What about making the entire system free–or drastically reducing fares to a nominal level–less than 50c a ride or so (sufficient to discourage camping on busses), with annual passes costing no more than a couple hundred, rather than the $1000 you’ll pay today? TriMet’s farebox recovery ratio is about 25%, so this isn’t quite as far-fetched of an idea as it might seem. It would require other new revenue sources of about $100M/year (minus what passenger revenue remains under the new scheme) to keep service at the same level, but such a gesture might make other monies available.

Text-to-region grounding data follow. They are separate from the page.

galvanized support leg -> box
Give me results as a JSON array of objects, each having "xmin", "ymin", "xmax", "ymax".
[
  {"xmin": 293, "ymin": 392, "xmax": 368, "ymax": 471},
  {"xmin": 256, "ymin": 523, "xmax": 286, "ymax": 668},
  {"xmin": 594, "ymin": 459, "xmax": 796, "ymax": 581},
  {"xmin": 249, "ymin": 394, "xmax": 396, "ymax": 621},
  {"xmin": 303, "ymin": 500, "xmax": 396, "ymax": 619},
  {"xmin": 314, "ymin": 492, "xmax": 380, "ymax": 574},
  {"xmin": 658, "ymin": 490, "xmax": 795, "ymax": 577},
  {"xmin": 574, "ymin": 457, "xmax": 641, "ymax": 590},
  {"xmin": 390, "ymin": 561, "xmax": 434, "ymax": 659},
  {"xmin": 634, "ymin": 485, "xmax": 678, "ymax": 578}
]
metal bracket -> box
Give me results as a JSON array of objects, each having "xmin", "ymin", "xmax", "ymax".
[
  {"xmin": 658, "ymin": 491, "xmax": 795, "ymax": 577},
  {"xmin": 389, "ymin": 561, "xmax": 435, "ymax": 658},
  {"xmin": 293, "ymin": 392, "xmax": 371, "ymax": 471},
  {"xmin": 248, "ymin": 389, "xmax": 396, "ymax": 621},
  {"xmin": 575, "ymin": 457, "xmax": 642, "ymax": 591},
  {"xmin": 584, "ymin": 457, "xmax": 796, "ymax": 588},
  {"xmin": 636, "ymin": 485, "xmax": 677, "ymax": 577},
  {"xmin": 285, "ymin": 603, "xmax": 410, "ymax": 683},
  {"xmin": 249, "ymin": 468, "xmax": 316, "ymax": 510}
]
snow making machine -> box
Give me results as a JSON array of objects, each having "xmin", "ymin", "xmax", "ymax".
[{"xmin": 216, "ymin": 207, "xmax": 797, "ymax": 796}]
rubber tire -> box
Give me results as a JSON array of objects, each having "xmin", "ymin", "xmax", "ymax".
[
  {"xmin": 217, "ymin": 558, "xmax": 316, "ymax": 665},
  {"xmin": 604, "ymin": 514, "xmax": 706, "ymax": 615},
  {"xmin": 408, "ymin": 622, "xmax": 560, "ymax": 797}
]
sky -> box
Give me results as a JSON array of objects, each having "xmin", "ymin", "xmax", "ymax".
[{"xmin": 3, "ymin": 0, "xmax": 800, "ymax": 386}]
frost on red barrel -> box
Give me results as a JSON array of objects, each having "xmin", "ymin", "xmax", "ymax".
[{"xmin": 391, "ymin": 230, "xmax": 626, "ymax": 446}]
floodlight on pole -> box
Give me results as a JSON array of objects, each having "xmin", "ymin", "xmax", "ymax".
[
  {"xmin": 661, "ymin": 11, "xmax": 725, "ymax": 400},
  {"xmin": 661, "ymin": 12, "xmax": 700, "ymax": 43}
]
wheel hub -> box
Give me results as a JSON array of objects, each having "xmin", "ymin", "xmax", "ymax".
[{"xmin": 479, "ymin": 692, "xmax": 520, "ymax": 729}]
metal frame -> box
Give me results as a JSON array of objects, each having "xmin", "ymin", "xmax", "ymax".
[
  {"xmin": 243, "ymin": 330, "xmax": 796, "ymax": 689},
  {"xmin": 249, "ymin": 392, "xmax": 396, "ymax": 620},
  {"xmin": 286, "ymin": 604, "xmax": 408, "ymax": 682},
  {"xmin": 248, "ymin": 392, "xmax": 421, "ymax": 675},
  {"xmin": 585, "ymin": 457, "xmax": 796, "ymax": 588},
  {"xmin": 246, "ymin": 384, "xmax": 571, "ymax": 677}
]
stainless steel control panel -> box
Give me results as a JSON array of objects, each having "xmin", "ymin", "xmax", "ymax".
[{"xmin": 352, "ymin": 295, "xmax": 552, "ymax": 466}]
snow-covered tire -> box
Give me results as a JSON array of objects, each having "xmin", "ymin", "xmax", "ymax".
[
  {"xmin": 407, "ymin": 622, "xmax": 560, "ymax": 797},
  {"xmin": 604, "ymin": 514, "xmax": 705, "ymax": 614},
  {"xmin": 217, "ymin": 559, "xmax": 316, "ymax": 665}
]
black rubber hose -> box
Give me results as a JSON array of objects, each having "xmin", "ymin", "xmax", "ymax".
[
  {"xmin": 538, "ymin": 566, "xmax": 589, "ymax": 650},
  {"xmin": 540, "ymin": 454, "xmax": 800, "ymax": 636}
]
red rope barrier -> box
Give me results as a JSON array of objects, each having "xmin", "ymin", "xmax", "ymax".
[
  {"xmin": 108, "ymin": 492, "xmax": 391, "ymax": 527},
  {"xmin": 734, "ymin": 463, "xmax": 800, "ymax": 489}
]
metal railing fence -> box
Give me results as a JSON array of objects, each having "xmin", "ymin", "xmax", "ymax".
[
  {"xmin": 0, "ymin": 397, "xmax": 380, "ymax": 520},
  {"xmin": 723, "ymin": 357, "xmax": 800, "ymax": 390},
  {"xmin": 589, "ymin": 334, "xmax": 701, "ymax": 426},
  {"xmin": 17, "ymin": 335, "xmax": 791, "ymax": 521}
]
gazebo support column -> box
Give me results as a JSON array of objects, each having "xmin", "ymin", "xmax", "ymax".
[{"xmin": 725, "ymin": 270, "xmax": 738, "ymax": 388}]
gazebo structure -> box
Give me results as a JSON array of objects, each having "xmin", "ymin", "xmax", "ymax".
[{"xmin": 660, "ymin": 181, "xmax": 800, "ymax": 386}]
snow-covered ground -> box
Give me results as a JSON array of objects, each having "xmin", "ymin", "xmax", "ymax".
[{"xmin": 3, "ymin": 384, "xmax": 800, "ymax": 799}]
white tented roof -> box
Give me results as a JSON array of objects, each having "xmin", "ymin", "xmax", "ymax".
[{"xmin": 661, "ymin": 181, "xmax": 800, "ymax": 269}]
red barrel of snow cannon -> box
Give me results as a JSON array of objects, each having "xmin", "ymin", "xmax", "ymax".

  • How much would this boost ridership, particularly encouraging a shift from cars? For those who have a car in the garage, it takes about a 15-mile round trip to work and back (not counting tolls and parking, but counting things like fuel and maintenance) for a bus pass to be cheaper than driving; a dirt-cheap service would vastly alter this equation.
  • Would a combination of reduced fares and a higher payroll tax to plug the hole, be a politically saleable proposition?
  • What level of fares should be targeted in such a scenario?
  • How much would this increase demand for new services (crowding on existing routes, calls for new routes)?

Again, this is a hypothetical proposal, but one which seems interesting to discuss.